While there have been countless adaptations of period-set literature over the years (Austen and Dickens remain always in style), recently viewers have seen a resurgence in open-ended, serialized period dramas. Lark Rise to Candleford may have perhaps started the trend in earnest, but it was the double punch of ITV's Downton Abbey and the revival of Upstairs Downstairs that truly brought the trend into full bloom.

Upstairs Downstairs, which begins its superb three-episode run on Sunday on PBS' Masterpiece, sees the series return to the small screen after a sizable hiatus.

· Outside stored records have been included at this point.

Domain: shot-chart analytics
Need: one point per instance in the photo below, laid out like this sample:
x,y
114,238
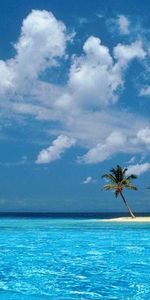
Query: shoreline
x,y
128,219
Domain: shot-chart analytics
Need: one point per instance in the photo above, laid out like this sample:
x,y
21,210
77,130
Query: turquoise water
x,y
73,259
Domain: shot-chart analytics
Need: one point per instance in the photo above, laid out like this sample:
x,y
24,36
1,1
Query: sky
x,y
75,102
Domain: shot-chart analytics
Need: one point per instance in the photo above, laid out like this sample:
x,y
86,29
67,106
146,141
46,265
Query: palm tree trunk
x,y
126,204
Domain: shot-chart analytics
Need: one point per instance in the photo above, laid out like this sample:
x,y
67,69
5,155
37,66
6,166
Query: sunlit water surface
x,y
73,259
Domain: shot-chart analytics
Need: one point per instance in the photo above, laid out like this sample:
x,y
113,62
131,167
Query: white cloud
x,y
124,24
145,91
143,136
82,108
42,40
138,169
125,53
55,151
88,180
131,160
114,142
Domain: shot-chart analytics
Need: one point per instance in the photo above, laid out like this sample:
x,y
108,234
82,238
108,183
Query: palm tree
x,y
118,182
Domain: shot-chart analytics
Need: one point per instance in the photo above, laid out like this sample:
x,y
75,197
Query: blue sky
x,y
75,101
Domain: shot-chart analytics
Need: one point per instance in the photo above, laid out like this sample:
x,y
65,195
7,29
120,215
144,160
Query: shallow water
x,y
73,259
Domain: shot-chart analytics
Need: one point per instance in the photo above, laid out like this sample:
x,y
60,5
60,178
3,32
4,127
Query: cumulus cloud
x,y
145,91
124,24
82,106
54,152
138,169
114,143
125,53
143,136
42,41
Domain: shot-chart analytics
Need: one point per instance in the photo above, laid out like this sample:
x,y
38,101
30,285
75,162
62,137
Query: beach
x,y
128,219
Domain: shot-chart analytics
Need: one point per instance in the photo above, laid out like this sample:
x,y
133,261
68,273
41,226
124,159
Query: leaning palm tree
x,y
118,182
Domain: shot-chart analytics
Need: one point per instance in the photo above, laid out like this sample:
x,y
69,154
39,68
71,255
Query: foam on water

Revived by writer Heidi Thomas (Cranford) and directed by Euros Lyn (Doctor Who), this new Upstairs Downstairs has Marsh reprising her role as Rose, the former parlormaid who now runs an employment agency for domestic servants. The house at 165 Eaton Place has fallen into disrepair in the six years since the Bellamys decamped, its staircase long covered in dust, much like the period drama genre itself. But, before long, the crystal chandelier at the heart of the home, will sparkle once more.

While Marsh returns to the 1930s for the series, she's the only original cast member to do so. The rest of the staff--and the well-heeled Holland family upstairs--are played by actors new to the franchise, including Atkins, who makes her Upstairs debut here as the deliciously quirky Lady Maud Holland, an eccentric widow returning to London following the death of her husband after living in India for years. She brings with her an irrepressible monkey named Solomon, a quiet Indian manservant, Mr. Amanjit (Art Malik), and a propensity for stirring up trouble. Atkins is at the top of her craft here, imbuing Lady Maud with a flintiness that belies unseen vulnerability. In short: she's a hoot, but there's an emotional core to her as well.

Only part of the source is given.